From 8 to 16 June 2021, divers from Healthy Seas and Ghost Diving conducted a large-scale ghost net removal operation from the waters around the Greek island of Ithaca.
The eight-day water clean-up operation around the Greek island of Ithaca is believed to have been the largest ever organised by Healthy Seas and Ghost Diving. According to both marine conservation organisations, the Journey to Ithaca operation was also one of the most ambitious of its kind anywhere in the world.
The Journey to Ithaca project involved the removal of a total of sixty-nine tonnes of contamination by a team of forty-five people. Most of the people involved were working on a volunteer basis, with as many as twenty divers among them.
The island of Ithaca became famous above all for popularising Greek mythology. It was home to King Odysseus, the most cunning of the rulers involved in the Trojan War. In modern times, Ithaca has been affected by massive pollution from a fish farm that closed and was abandoned nine years ago. According to Healthy Seas, it was local diver and environmentalist George Lilas who initiated the whole project. It all started when he shared photos of the site, which was wreaking havoc on the local environment.
The operator who managed the fish farm went bankrupt in 2012 and simply abandoned the cages and other equipment. In September 2020, a powerful storm scattered tonnes of the most varied rubbish. This included plastic pipes, fishing nets, nylon ropes, concrete blocks, plastic buoys and rusted metal. Since then, it has all drifted in coastal waters or lain on the bottom and on the beaches.
The Journey to Ithaca shoreline clean-up campaign took six months to plan. Healthy Seas and Ghost Diving coordinated all the activities in this area. The organisations’ day-to-day activities include ghost net removal and sustainable fishing start-up Enaleia. The operation kicked off on 8 June, World Oceans Day, and ran until as late as 16 June.
During the Journey to Ithaca, fourteen technical divers from around the world worked to remove the submerged remains of the ghost net. In turn, local divers provided support and excavated smaller items. The heaviest metal structures were removed by commercial divers and a hired barge.
Meanwhile, divers and those who cleaned the beaches, sometimes wading up to their knees in balls of polystyrene from the farm’s floats, collectively recovered almost five tonnes of ghost nets.
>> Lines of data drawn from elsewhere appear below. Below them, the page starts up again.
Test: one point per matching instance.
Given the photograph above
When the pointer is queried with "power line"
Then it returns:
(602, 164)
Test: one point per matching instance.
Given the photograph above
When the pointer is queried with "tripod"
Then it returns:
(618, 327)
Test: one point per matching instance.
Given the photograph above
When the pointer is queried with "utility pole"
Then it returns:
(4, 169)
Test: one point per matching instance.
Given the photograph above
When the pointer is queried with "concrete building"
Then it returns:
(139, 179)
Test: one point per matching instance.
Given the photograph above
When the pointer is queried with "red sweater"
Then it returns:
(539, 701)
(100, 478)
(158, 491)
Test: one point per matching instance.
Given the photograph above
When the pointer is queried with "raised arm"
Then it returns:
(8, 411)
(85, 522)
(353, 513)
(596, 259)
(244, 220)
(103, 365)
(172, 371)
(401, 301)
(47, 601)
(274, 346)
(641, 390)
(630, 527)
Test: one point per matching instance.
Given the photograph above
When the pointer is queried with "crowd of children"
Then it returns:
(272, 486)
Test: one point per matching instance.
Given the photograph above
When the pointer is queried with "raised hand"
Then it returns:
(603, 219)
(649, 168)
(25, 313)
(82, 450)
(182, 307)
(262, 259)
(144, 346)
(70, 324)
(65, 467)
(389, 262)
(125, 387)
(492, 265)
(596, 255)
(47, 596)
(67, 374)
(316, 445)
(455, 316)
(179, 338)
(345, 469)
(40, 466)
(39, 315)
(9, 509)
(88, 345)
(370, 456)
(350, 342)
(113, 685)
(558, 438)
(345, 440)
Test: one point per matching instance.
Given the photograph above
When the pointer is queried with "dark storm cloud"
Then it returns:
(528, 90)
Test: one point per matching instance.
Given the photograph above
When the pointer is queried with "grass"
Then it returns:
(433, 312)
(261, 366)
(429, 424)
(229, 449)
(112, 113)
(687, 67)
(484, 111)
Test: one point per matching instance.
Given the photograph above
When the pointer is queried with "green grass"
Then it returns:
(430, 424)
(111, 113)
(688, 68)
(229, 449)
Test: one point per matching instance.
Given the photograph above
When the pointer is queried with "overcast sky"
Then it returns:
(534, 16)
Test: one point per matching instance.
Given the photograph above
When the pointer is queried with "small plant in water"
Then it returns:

Plus twenty-nine tonnes of metal and thirty-five tonnes of plastic, including one hundred and fifty bags of plastic pellets.
After throwing polystyrene into plastic bags for five days, we realised we needed another solution. We wanted to leave the beach as clean as possible. So we used an industrial hoover, which we upgraded with a mesh bag as a filter – – said Veronika Mikos, director of Healthy Seas
An important aspect is that the entire Journey to Ithaca event, Healthy Seas organised as a public event. They wanted to inform the local community about the project in this way. In turn, 75 children took part in educational activities to raise awareness about the ghost network. Specialists also conducted seabed surveys to record and assess the interaction of the remains with the marine environment.
No doubt residents have been waiting for many years for someone to do something about this environmental disaster. Now when you look at the bay, the difference is colossal. All in all, this view and the reception of the whole action and the words of gratitude we heard from the locals are our great reward – commented an emotional Mikos
The materials that volunteers recovered from the sea, coastline and four beaches on the southwestern part of the island during the Journey to Ithaca will be recycled into new products. The collected ghost nets will be regenerated into Econyl yarn used for clothing and carpets or recycled.